İstanbul Cumhuriyet Savcılığı’nın yürüttüğü iki ayrı soruşturma kapsamında; “Rüşvet vermek”, “Siyasi-askeri casusluk” ve “FETÖ/PDY’ye yardım” suçlamasıyla gözaltına alınan avukat Rezan Epözdemir, sağlık kontrolünün ardından adliyeye sevk edildi. Savcılıkta “Rüşvet” soruşturması kapsamında ifadesi alınan Epözdemir, 6 sayfa ifade verdi.

“RÜŞVETE ARACILIK” TAN TUTUKLAMA

4 gündür gözaltında bulunan Epözdemir, savcılık tarafından “Rüşvet” soruşturması kapsamında tutuklama talebiyle Nöbetçi Sulh Ceza Hakimliği’ne sevk edildi.

Aynı soruşturma kapsamında gözaltına alınan, soruşturma konusu olayların yaşandığı yıllarda savcı C.Ç’nin katibi olarak görev yapan, Bakırköy Adliyesi İcra Müdürü K.Y. ise etkin pişmanlık ve ikrar yönündeki ifadesi kapsamında serbest bırakıldı. 

Nöbetçi sulh ceza hakimliği, Epözdemir’in “rüşvete aracılık etmek” suçundan tutuklanmasına karar verdi.

“TERÖR” VE “CASUSULUK”TAN ADLİ KONTROL TALEBİ

Başsavcılık, “FETÖ/PDY silahlı terör örgütüne yardım etme” ile “siyasal ve askeri casusluk” soruşturması kapsamında da sorgusu tamamlanan avukat Epözdemir’i hakimliğe sevk etti.

Epözdemir için “devletin gizli kalması gereken bilgilerini siyasal veya askeri casusluk amacıyla temin etme” ile “FETÖ/PDY silahlı terör örgütüne yardım etme” suçlarından hakkında “yurt dışına çıkış yasağı”nı içeren adli kontrol tedbiri uygulanması talep edildi.

Nöbetçi sulh ceza hakimliği, başsavcılığın adli kontrol talebini ise reddetti. 

SAVCILIK İFADESİ ORTAYA ÇIKTI

Rezan Epözdemir’in “rüşvet” soruşturması kapsamında verdiği ifade de ortaya çıktı.

Epözdemir ifadesinde, “Dosya HSK’ya gönderilmeli ve kıymetli evrak olanlar tarafımıza iade edilmelidir.
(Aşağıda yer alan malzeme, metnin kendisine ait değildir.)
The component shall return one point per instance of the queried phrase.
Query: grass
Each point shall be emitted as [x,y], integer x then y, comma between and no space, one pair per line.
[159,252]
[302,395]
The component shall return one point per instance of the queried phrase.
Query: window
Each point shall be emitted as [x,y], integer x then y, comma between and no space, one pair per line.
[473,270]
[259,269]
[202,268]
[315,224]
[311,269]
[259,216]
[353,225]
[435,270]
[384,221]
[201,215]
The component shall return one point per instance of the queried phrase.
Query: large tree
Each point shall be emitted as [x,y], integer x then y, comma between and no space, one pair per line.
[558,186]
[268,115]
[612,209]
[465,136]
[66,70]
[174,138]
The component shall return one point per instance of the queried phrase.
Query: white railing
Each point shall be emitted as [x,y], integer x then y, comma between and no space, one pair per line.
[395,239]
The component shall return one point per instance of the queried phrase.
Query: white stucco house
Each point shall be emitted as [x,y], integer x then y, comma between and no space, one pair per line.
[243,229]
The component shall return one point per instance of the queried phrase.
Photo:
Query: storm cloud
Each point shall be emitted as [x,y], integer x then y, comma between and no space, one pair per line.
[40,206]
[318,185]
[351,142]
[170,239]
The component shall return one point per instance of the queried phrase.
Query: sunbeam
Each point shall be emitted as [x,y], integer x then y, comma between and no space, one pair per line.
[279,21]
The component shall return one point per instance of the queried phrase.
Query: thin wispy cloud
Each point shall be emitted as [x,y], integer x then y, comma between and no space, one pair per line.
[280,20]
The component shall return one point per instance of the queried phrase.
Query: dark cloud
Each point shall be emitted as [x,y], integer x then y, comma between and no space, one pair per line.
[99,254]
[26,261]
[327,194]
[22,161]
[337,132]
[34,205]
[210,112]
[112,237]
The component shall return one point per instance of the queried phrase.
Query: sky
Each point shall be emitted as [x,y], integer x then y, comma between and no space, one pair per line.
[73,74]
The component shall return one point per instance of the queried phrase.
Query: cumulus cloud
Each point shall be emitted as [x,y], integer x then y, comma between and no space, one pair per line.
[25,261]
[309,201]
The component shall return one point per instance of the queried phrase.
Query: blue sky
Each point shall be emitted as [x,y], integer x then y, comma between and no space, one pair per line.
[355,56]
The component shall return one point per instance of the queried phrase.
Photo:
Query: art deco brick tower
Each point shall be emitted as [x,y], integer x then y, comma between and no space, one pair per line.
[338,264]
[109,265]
Özel hayata ilişkin dosya kapsamına giren evraklar ise imha edilmelidir. Soruşturma yetkisi olmayan İstanbul Cumhuriyet Başsavcılığının delil toplama yetkisi de bu sebeple yoktur. Bu sebeple İstanbul Cumhuriyet Başsavcılığı tarafından yapılan soruşturma işlemleri kapsamında elde edilen delillerin tamamı, ‘Zehirli ağacın meyvesi de zehirlidir’ ilkesi gereği hukuka aykırıdır. Delil olarak kullanılamaz” dedi.

“BİR KUMPAS İLE İFTİRA ATACAĞINDAN BAHİSLE PARA TALEP ETTİ”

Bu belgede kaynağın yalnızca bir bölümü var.